What's funny is that I enjoy my current field far more than I would have enjoyed working in my original chosen vocation. Life works out that way sometimes.

And then there is this sick need among educators to steer every youth, no matter his aptitude or desire for it, toward college. What a misdirection of resources and a waste of a number of precious years of a confused youngster's life. Excuse me, but isn't this why there are so many remedial courses offered at state universities nowadays? Not everyone is suited for college, people!!! There is no shame in vocational trades. Why should there be, anyway? Let me tell you, one can make good money in those areas. There are many construction contractors who live a whole lot better than I do, and I bet most of them have never stepped foot on a college campus, even a community college (except maybe to do building work).

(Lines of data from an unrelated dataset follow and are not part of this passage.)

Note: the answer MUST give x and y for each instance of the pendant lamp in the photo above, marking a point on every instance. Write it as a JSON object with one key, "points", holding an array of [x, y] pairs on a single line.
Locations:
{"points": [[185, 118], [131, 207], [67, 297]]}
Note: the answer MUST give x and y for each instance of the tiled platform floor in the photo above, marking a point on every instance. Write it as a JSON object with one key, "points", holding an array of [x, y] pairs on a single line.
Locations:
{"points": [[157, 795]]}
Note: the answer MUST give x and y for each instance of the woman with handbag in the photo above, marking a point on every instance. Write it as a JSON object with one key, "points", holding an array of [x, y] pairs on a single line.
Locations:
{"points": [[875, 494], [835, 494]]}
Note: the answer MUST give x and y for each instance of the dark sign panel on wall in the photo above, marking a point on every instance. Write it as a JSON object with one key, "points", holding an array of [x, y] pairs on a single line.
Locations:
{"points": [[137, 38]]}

So many people go to college who shouldn't, and then waste six to ten years of their lives trying to find a field of study they can actually perform competently, and interests them at the same time. All during the while they barely exist, living communally in seedy student ghettos (or even real ghettos) and making only marginal contributions to the economy (usually as low wage food service workers). After a long period they will eventually graduate, just barely knowledgeable in the field of study - and then find that their job prospects as anthropology or women's studies majors are no better than unemployed ghetto Blacks.

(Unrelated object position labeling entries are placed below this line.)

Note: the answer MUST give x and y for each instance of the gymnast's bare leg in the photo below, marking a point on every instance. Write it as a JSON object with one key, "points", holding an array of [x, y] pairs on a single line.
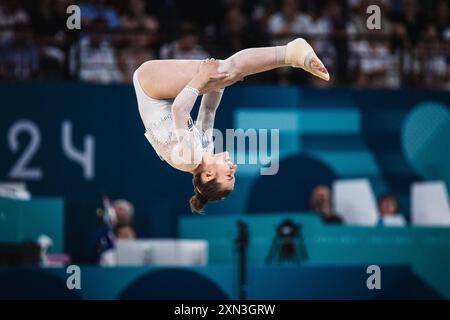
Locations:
{"points": [[164, 79]]}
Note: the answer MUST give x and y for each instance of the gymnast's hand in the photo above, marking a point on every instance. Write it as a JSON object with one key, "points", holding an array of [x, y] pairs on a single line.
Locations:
{"points": [[207, 74]]}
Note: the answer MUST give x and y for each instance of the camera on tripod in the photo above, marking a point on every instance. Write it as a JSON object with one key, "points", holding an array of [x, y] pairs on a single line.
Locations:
{"points": [[288, 245]]}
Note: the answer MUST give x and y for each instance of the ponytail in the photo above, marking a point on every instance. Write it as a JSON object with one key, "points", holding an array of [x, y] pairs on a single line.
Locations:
{"points": [[204, 192]]}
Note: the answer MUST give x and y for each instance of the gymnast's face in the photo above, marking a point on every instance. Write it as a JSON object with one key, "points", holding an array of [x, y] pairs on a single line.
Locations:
{"points": [[220, 167]]}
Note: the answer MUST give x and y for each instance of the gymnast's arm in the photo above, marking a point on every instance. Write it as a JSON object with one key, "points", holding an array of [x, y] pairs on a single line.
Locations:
{"points": [[207, 112]]}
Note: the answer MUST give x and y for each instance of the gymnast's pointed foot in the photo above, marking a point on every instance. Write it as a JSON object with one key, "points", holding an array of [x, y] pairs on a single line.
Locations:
{"points": [[300, 54]]}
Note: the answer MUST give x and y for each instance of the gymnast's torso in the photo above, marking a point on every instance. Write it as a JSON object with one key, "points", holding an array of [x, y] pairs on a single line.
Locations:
{"points": [[160, 132]]}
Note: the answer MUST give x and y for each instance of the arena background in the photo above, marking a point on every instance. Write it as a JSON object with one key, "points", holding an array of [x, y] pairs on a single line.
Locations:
{"points": [[70, 129]]}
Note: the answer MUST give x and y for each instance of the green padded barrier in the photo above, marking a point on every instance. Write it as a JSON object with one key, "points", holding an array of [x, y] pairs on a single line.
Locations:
{"points": [[425, 250], [425, 141], [22, 221]]}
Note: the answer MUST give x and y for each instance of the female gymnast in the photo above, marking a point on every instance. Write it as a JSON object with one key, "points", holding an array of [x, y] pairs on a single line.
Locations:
{"points": [[166, 91]]}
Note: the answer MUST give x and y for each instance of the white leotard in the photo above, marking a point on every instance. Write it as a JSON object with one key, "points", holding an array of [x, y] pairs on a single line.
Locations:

Or they wind up dropping out after two or three years and end up working at Wendy's, selling fries and shakes.

Trust me, I've seen it all. And it ain't pretty. What do you think kept me in school and on track to graduate in time?

But I digress. In any case, any Tom, Dick, or Harry who is literate and well-read can be trained for a well paying position if he is willing to learn a business, apply himself, and is at least marginally intelligent. This so-called need for (increasingly expensive) 'university education' is symptomatic of the credential inflation so rampant in America today, which is orchestrated and perpetuated by power elite scumbags who desire to raise the bar higher so that progressively fewer people - or more properly, people not of their background, skin color, or socioeconomic class - can obtain the brass ring that is success in this society.

After all, if there are fewer people coming into the professions, between the wildly inflated (and rising) expense of obtaining a degree (or degrees) and State licensing requirements for many well-paying fields, that reduces competition and allows for higher prices (and profits), now doesn't it? Gee, what a bright idea!

And of course, people without the requisite credentials have no hope of breaking the economic barriers that separate the powerful from the oppressed. No corporation in their right mind would hire them lest they lose their reputation among the privileged - you know, upholding the system and all.

That'll keep 'em low and dumb, like 'those people' should be.

Who are 'those people'? Ask a fascist.